Hamish blinked and then said, “Mention me much, does he?”
“Mutters under his breath. ‘That’ll fix that red-haired bastard. I wonder if I could be there.’ Things like that.”
“Now, the only place your man would want to be with me there would be if I were dying. Try this, Mary. He finds out the murderer and does a deal: You off Hamish Macbeth and I won’t charge you.”
“That’s mad.”
“Aye but this is your husband we’re talking about. His brain hasnae recovered from those damn pills.”
“Oh, I could cope when he was just your old-fashioned drunk,” moaned Mary. “I knew how to handle him.”
“Couldn’t you have a word with Mrs. Daviot?”
“Then I think I’d be the one that’d end up dead.”
“I’ll give you a copy of some of the notes,” said Hamish. “You’d better start giving me a daily report. Your man used to be a good detective, and I could do wi’ all the help I can get.”
* * *
After Mary had left, Hamish reflected on the odd situation and thought that Blair was rather like a rabid dog. But he was relieved that Blair’s obsession with Annie had fizzled out. Who would headquarters send to replace him? Then he thought, Blair will try to get some creature to do his bidding, someone who will report if I have any progress in solving the murders. In any case, it’ll be some awful creep.
* * *
Because Larry would not be returning, the policeman Blair was determined would replace Charlie was a small man called Silas Dunbar. He looked too small to be a policeman but he had just scraped past the regulation height; it was his cringing air that made him seem smaller. He had sandy hair and pale-green eyes which peered out at the world with a furtive look. His nose was sharp and curved and his mouth small and tucked in at the corners. He lived with his mother in a flat in Strathbane. He could not remember his father, who died when Silas was two years old.
His mother was large a
nd bosomy and domineering. It was she who decided that Silas must become a policeman. To make sure she knew what he was up to at all times, she waylaid Blair one day and explained who she was and what her concerns were. Blair immediately saw the possibility of having someone spy on Macbeth and persuaded her that Silas’s road to promotion could be through Lochdubh. Normally Mrs. Edith Dunbar would not have relished the idea of her son having any freedom at all, but she had lately joined a country dancing class and had her eyes on a widower and a sudden yen to get married again.

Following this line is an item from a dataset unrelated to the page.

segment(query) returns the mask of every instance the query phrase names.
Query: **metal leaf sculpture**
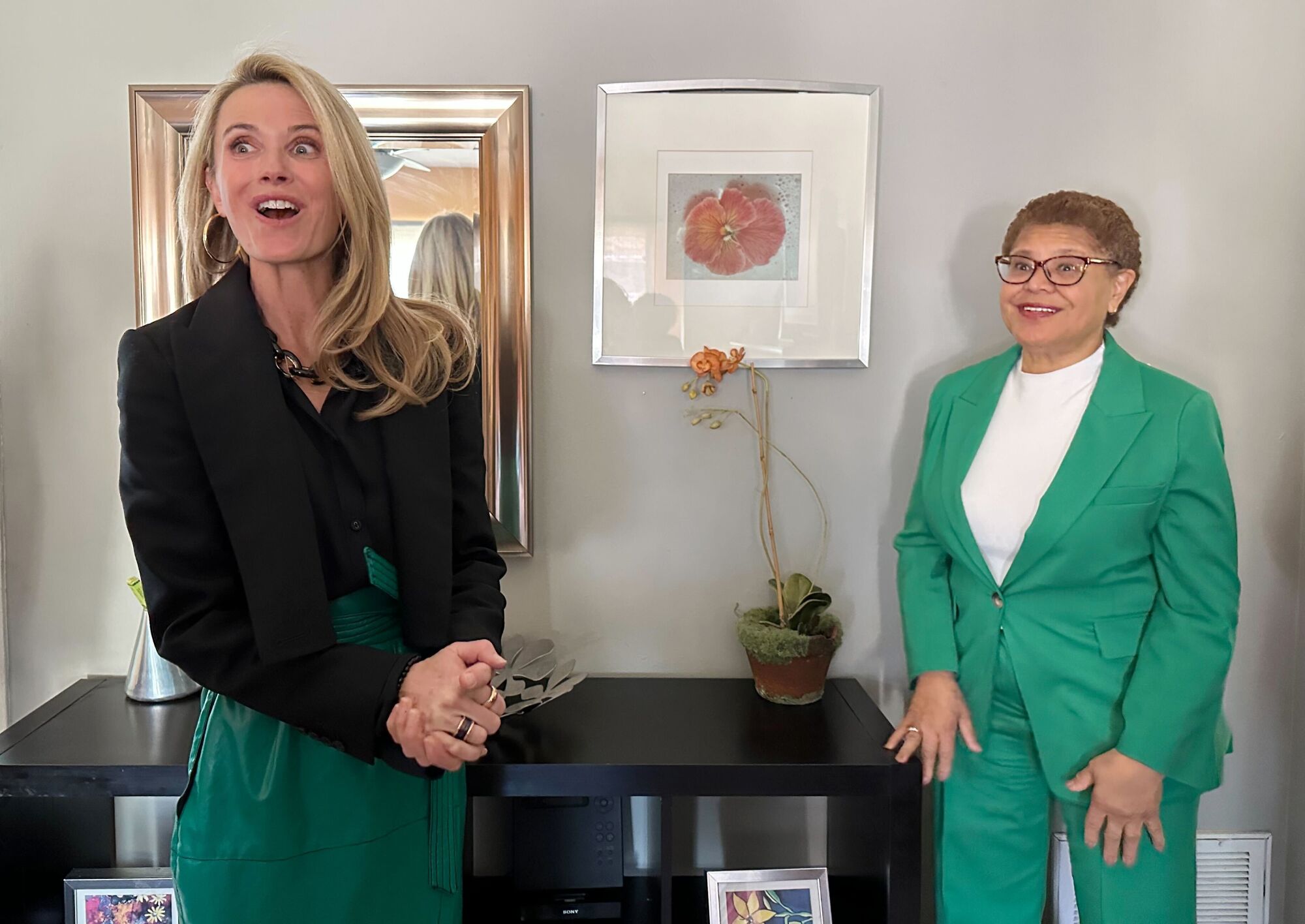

And so one sunny morning Silas drove his old Ford over the hills and moors and cruised down into Lochdubh. Reluctant to spoil the day by reporting immediately to the police station, Silas parked on the waterfront and got out and looked around. Little white clouds like feathers covered the sky and were reflected in the mirror surface of the sea loch. The small whitewashed cottages with their flower-filled gardens formed a curve, and at the harbour tourists were getting ready to board Archie’s fishing boat. He wished he had never joined the police force and had become a crofter or a forestry worker and lived free of shackles in a place like this. He had his firm instructions to spy on Macbeth and put in a report at the end of each week.
He reluctantly got back into his car and drove to the police station, parking it outside behind the Land Rover.
He opened the garden gate and knocked on the door under the blue lamp, almost hidden under a cascade of red rambling roses.
“Kitchen door at the side,” a voice shouted.
Silas made his way around the side of the building to the kitchen door, which was standing open. Hamish was in civilian clothes. “So you’re Dunbar,” he said. “We’ll deal with your bags later. I’m hungry and it’s lunchtime so I’ll treat you to a meal at the Italian’s. Come on, Lugs.”
Bemused, Silas followed the tall red-haired sergeant and his odd-looking blue-eyed dog. “The murders are, of course, top priority,” Hamish said. “But we still have a lot of irritating wee cases and the whole o’ Sutherland to patrol.”